I still wasn't buying it. "Look," I said, "the minute your blood stops flowing, your body starts to decompose. In just five minutes without oxygen your brain cells start to degenerate. And within eight hours your body's as stiff as a board. You've got about as much hope of bringing a chair to life as you do a body that's been sitting in a tomb for three days. I tell you, it's impossible. The laws of nature just don't allow it."

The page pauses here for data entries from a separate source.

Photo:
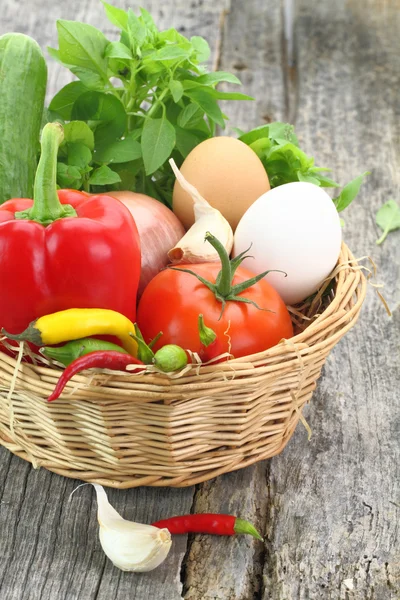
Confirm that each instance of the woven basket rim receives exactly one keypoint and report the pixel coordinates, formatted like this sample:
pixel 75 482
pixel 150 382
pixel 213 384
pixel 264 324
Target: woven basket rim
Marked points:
pixel 125 430
pixel 298 344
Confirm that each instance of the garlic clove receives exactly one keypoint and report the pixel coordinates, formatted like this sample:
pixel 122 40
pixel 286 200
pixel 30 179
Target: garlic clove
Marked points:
pixel 192 248
pixel 130 546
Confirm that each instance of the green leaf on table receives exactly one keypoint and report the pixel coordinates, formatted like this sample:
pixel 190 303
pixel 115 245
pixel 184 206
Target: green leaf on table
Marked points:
pixel 120 151
pixel 63 101
pixel 107 110
pixel 118 50
pixel 307 178
pixel 116 16
pixel 282 131
pixel 349 192
pixel 78 155
pixel 79 132
pixel 277 131
pixel 201 48
pixel 69 176
pixel 208 104
pixel 228 95
pixel 176 89
pixel 172 36
pixel 104 176
pixel 218 77
pixel 158 140
pixel 388 219
pixel 322 180
pixel 82 45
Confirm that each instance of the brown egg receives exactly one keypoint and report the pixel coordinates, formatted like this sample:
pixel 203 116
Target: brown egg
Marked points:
pixel 227 173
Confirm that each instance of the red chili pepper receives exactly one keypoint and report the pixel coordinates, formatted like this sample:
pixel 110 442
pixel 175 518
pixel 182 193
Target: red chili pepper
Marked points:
pixel 65 251
pixel 211 345
pixel 208 523
pixel 108 359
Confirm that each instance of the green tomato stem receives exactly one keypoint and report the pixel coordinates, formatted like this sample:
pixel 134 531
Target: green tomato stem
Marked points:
pixel 224 286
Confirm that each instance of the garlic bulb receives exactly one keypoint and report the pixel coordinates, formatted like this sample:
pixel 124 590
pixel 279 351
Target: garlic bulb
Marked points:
pixel 192 248
pixel 130 546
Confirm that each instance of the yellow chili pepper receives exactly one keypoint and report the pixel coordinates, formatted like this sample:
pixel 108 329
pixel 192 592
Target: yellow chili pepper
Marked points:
pixel 77 323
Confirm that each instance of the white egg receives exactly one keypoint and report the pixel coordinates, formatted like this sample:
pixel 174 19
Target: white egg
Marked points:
pixel 294 228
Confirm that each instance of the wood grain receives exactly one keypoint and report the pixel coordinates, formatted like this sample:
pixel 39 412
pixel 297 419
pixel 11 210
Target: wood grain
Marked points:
pixel 329 507
pixel 332 525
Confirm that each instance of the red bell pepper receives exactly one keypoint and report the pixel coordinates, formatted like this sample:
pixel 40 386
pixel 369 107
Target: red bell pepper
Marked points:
pixel 65 250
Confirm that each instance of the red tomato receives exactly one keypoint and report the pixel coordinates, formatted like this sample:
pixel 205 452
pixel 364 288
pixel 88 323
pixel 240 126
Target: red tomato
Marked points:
pixel 173 300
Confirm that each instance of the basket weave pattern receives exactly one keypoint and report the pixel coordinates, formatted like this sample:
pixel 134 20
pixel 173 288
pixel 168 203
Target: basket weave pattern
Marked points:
pixel 125 430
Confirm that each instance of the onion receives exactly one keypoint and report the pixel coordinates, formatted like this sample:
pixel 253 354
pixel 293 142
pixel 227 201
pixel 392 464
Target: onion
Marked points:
pixel 159 231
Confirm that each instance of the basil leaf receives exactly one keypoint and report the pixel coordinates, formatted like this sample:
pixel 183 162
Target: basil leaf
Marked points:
pixel 388 219
pixel 90 79
pixel 120 151
pixel 104 176
pixel 169 52
pixel 190 115
pixel 69 176
pixel 116 16
pixel 107 110
pixel 118 50
pixel 158 140
pixel 186 140
pixel 176 90
pixel 349 192
pixel 218 77
pixel 137 31
pixel 208 104
pixel 82 46
pixel 78 155
pixel 147 20
pixel 201 48
pixel 127 173
pixel 79 132
pixel 63 101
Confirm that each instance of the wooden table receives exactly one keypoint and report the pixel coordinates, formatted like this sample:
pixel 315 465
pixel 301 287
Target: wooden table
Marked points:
pixel 329 508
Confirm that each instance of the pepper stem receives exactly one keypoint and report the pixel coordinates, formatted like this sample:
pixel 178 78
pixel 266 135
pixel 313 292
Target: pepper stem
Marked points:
pixel 46 204
pixel 242 526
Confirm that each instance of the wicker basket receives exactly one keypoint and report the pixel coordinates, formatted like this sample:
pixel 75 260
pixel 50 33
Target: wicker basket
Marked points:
pixel 125 430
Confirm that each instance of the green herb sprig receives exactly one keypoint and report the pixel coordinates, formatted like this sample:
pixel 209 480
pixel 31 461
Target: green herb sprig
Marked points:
pixel 138 101
pixel 277 146
pixel 388 219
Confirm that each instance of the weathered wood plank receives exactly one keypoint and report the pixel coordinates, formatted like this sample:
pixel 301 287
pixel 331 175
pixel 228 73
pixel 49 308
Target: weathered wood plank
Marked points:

"Cleo, you talk about laws of nature like they're fixed and irreversible physical laws. Did it ever occur to you that the laws of nature are simply a way of talking about God's consistent way of involving himself in creation? God can do whatever He wants to. Nothing is impossible for God, Cleo. Nothing."

"You think you've got it all figured out, don't you? All right, if you think you've got all the answers, let me ask you this: What difference does it make? Tell me that. What difference does it make if Jesus rose from the dead or not? What difference does it make if Jesus ever lived? Who cares about an ignorant carpenter who lived two thousand years ago? It sure as heck doesn't make any difference to me."

As gently and as quietly as ever he began to speak. But this time tears filled his eyes. "Cleo, have you ever wondered what God was like? Have you ever wondered what it would be like to see him, to touch him, to know him? Have you ever wondered if he knew you? If he loved you? If he ever cared?"

I had had enough. I bolted to my feet, shoved my finger in his face, and said, "I don't know who you are, and I don't care. I hope I never see you again. But let me tell you something, you religious nutcake. One day when I was a little boy I prayed to your God. I gave Him a chance. I asked Him to make Himself known, to show Himself, to show me that He was real, to say something to me—anything. ‘Just let me know you're there!' And do you know what happened? Do you know what your God did? Nothing. Nothing! Don't you go talking to me about a God who cares. He doesn't! He couldn't care less. If God were real, He'd make Himself known. He'd come here and tell us. He'd come here and show us. He'd show us that He cared!"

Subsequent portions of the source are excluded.